St. Boniface Indian School was a Roman Catholic American Indian School in Banning, California.

It belonged to the Roman Catholic Diocese of Monterey-Los Angeles. It opened in 1890, providing vocational education to Cahuilla, Serrano, Luiseño, Kumeyaay, and other American Indians.

The school had a forced Americanization program that was to make students follow Euro-American culture. There is a cemetery that has graves of deceased students.

==History==
It began operations in 1890. Bishop Francisco Mora y Borrell authorized the school and Mother Katharine Drexel provided funding to the Bureau of Catholic Indian Missions for purchase of the land, construction, and operations. Over its history, about 8,000 students attended the school. Sisters of St. Joseph of Carondelet provided the teaching staff.

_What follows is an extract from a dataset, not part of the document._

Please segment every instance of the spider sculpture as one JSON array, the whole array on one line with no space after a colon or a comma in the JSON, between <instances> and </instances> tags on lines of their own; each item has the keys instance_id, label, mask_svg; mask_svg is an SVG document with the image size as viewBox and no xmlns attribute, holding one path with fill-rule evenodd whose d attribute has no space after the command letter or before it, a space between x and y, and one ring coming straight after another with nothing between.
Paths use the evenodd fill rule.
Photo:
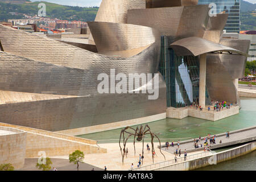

The inspiration for the school's main building was the facility of the St. Joseph's Indian Normal School in Rensselaer, Indiana.

St. Anthony's Industrial School in San Diego in 1907, with students sent to St. Boniface.

Its role as an Indian school ended in 1952. The replacement institution, New Hope USA, was for adjudicated delinquents and students from low income backgrounds.

The building was demolished in 1974. A small abandoned cemetery remains.